🤖 AI Summary
This work addresses the challenge of excessive visual token sequences in long video understanding, which leads to prohibitive memory consumption and latency during inference, while existing compression methods struggle to balance query adaptivity and uneven temporal evidence distribution. To tackle this, the authors propose VideoRouter, a query-driven dual-routing framework built upon InternVL. It features a semantic router that dynamically selects between global coverage and high-resolution preservation strategies, and an image router that leverages early LLM-layer scores to assess frame relevance, thereby retaining fine-grained details in critical frames while efficiently compressing non-essential ones. Trained on Video-QTR-10K and Video-FLR-200K, VideoRouter achieves state-of-the-art performance on VideoMME, MLVU, and LongVideoBench, reducing token count by up to 67.9% under comparable or lower computational budgets.
📝 Abstract
Video large multimodal models increasingly face a scalability bottleneck: long videos produce excessively long visual-token sequences, which sharply increase memory and latency during inference. While existing compression methods are effective in specific settings, most are either weakly query-aware or apply a fixed compression policy across frames, proving suboptimal when visual evidence is unevenly distributed over time.

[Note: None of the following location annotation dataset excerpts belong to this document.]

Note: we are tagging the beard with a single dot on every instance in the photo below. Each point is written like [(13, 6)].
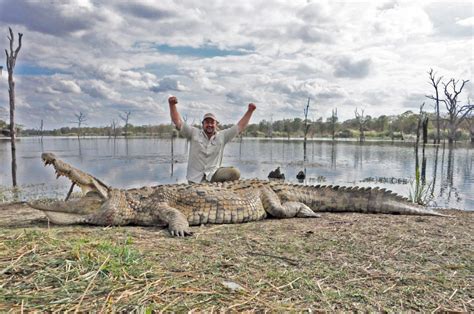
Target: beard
[(210, 130)]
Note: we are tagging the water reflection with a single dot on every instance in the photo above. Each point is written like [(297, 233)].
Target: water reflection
[(133, 162)]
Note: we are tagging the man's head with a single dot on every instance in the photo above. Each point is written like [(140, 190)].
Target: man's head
[(209, 124)]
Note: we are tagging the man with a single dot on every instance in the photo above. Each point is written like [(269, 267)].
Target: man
[(207, 145)]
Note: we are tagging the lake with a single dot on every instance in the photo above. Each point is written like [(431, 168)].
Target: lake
[(135, 162)]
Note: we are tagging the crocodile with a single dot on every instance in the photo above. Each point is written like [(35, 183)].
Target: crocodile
[(179, 206)]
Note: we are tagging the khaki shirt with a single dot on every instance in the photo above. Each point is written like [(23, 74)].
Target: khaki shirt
[(205, 155)]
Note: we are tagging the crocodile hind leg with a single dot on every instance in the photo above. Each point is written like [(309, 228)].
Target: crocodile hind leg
[(274, 207)]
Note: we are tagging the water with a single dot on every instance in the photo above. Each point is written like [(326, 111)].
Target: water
[(147, 161)]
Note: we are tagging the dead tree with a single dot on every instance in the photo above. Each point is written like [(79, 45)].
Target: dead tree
[(361, 121), (41, 130), (113, 127), (11, 60), (456, 112), (125, 117), (435, 82), (306, 129), (470, 122), (80, 119), (333, 122)]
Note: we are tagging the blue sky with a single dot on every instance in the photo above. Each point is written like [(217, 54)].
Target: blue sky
[(102, 58)]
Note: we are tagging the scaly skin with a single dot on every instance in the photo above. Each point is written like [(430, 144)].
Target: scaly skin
[(179, 206)]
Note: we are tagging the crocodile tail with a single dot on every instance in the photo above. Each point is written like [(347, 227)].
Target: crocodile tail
[(329, 198)]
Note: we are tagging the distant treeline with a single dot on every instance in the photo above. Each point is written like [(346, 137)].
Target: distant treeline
[(379, 127)]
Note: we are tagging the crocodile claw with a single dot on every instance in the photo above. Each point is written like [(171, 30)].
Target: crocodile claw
[(181, 233)]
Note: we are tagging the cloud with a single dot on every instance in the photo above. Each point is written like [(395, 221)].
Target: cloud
[(98, 89), (468, 22), (167, 84), (146, 11), (51, 17), (347, 67)]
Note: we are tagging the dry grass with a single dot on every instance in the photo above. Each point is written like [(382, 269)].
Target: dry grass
[(337, 262)]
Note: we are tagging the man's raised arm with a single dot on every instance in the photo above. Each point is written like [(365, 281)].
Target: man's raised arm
[(242, 124), (175, 116)]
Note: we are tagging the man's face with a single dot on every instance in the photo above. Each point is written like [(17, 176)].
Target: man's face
[(209, 126)]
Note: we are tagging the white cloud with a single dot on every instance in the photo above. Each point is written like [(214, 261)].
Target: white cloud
[(469, 22), (168, 84), (98, 89)]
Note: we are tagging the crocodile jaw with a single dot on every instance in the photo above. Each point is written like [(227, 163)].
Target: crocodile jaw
[(85, 181)]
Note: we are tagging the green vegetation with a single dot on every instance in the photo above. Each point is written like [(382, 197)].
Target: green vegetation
[(340, 262)]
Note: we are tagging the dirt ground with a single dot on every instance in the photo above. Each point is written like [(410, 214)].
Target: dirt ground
[(338, 262)]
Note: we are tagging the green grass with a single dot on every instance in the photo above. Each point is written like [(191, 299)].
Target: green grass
[(340, 262)]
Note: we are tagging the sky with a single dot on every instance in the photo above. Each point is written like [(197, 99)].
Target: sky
[(105, 58)]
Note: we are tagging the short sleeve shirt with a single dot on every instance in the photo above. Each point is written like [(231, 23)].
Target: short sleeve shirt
[(205, 155)]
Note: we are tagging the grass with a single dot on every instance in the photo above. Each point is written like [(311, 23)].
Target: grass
[(340, 262)]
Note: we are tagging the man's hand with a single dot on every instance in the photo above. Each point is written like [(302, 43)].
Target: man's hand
[(172, 100)]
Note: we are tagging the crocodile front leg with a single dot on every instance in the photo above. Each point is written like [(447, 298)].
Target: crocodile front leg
[(177, 222), (274, 207)]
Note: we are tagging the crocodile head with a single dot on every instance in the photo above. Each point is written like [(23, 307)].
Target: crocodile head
[(86, 209)]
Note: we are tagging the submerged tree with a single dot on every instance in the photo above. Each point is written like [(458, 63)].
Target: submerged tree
[(456, 112), (333, 121), (435, 83), (125, 117), (361, 122), (11, 60), (81, 117), (306, 129)]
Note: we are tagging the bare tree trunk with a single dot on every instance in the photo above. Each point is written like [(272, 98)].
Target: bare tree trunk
[(80, 119), (306, 129), (11, 60), (125, 119), (333, 123), (435, 83), (361, 121)]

To address this, we present VideoRouter, a query-adaptive dual-router framework built on InternVL for budgeted evidence allocation. The Semantic Router predicts the dominant allocation policy, choosing between broad temporal coverage and adaptive high-resolution preservation, while the Image Router uses early LLM layers to score frame relevance. This enables aggressive compression on less relevant frames while preserving detail on critical evidence frames. To train both routers, we build Video-QTR-10K for allocation-policy supervision and Video-FLR-200K for frame-relevance supervision. Experiments on VideoMME, MLVU, and LongVideoBench show that VideoRouter consistently improves over the InternVL baseline under comparable or lower budgets, achieving up to a 67.9% token reduction.